I don't really follow you on the going concern projections so far,
Yeah, "going concern" is a simple concept that is somehow hard for mere mortals to understand.
I explained it as best as I could in my Tweet storm to him this morning. Here's another way to look at it:
1) company needs $4M per month to operate; which means $12M per quarter
2) at the end of Q1 of that year, they had $16M cash on hand, and they are making $4M per month. They are "going concern" because the income is self-sustaining as long as it remains constant and/or exceeds current levels of income
3) something happened and in Q3 they had $8M cash on hand, and they are making $1M per month. They are now no longer a "going concern" because with that cash on hand, coupled with the reduced income, they will be insolvent (expenses exceed income) by end of Q4
4) they go out and get a loan, investor money etc and they are once again a going concern for a period of time. btw this is the very basis of a Chapter 11 bankruptcy filing during which companies use that period to not pay any bills, until they can restructure via cost cutting measures, new cash, debt financing etc.
In the case of CIG, in Q4/15 (Oct to be exact) they were rumored to have cash on hand for 90 days (end of Jan 2016), and at their growth rate would no longer be a going concern by end of Q1/2016.
In order to prevent that, they started doing all kinds of shady sales shenanigans to raise enough cash to sustain their monthly burn rate.
That's all there is to it.
In the case of F42 group, if anything happens to the CIG/RSI parent, they will go under
immediately because they are in debt, and have NO independent source of income other than what they get from the US parent. As per their 2017 filing, by the end of Q1/2017, they had enough cash on hand for barely 1 week of operating costs. Which, by all accounts, means they were insolvent. Of course they are still around a year later because the parent is still financing their operations.
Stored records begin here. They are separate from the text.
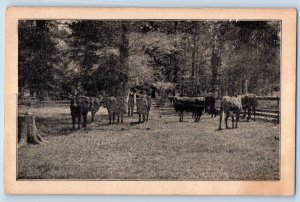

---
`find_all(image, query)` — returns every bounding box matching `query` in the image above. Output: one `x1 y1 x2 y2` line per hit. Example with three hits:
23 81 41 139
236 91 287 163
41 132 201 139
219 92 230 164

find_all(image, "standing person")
128 91 134 116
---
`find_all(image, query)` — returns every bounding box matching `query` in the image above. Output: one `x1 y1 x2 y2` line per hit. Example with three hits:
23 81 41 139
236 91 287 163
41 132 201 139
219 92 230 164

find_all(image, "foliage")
19 20 280 99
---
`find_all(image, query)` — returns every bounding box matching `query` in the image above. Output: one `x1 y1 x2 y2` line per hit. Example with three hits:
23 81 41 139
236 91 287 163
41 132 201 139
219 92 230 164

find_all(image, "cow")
239 94 257 122
219 96 242 130
205 96 218 118
70 95 90 129
146 95 152 121
136 94 150 123
173 97 205 122
128 92 134 116
89 97 102 122
105 96 125 124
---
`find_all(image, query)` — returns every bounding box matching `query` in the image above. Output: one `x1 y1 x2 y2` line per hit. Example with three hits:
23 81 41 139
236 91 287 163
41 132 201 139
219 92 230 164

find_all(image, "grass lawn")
18 105 280 180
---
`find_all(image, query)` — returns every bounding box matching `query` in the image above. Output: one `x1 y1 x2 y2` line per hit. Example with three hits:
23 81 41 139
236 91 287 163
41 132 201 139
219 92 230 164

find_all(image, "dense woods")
18 20 281 99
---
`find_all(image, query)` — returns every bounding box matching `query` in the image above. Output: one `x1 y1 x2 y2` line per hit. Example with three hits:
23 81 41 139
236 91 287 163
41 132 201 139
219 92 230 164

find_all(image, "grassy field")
18 105 280 180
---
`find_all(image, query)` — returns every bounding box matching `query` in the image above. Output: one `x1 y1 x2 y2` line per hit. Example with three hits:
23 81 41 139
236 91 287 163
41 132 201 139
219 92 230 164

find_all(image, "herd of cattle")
70 93 257 130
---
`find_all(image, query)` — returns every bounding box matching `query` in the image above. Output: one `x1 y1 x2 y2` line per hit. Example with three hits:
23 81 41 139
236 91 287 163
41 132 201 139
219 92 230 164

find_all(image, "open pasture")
18 104 280 180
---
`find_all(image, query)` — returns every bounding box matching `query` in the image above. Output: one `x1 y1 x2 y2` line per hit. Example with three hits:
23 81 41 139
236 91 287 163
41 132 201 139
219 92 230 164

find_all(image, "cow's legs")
77 112 81 129
179 111 183 122
112 113 116 123
71 113 76 129
108 113 111 124
219 110 223 130
235 114 240 128
247 108 251 122
82 113 87 128
91 112 96 122
146 111 149 121
225 112 229 129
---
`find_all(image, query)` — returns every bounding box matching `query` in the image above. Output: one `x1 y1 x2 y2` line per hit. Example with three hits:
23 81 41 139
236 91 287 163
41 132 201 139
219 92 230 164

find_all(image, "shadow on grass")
36 116 82 136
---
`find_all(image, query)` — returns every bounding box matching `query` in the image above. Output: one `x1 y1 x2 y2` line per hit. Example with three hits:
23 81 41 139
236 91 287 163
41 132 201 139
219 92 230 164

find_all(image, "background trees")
18 20 280 97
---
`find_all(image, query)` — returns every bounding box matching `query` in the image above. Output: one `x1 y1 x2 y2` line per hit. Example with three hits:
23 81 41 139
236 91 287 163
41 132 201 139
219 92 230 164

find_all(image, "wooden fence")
169 96 280 123
216 96 280 123
19 96 280 123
but i follow you on their inability to deliver what they promised. And that the changes of TOS and overal sales behaviour implicate problems. An analysis i'd be really interested in, is how many project leads they lost over time, while them not having finished their job. As those key positions indicate how likely they'll finish with the project. But i guess those an analysis would be hard to do.
Nobody knows or cares to track that sort of thing. It's not relevant in the general scheme of things because having the same people on the project doesn't mean it's going to fare any better. They've proven that much already via their inability to finish a SINGLE game after 7 yrs and $191M.
People come and go all the time. The issue is that replacing lost experienced people, with new inexperienced ones, tends to be the quicker path to failure. Especially in the software industry.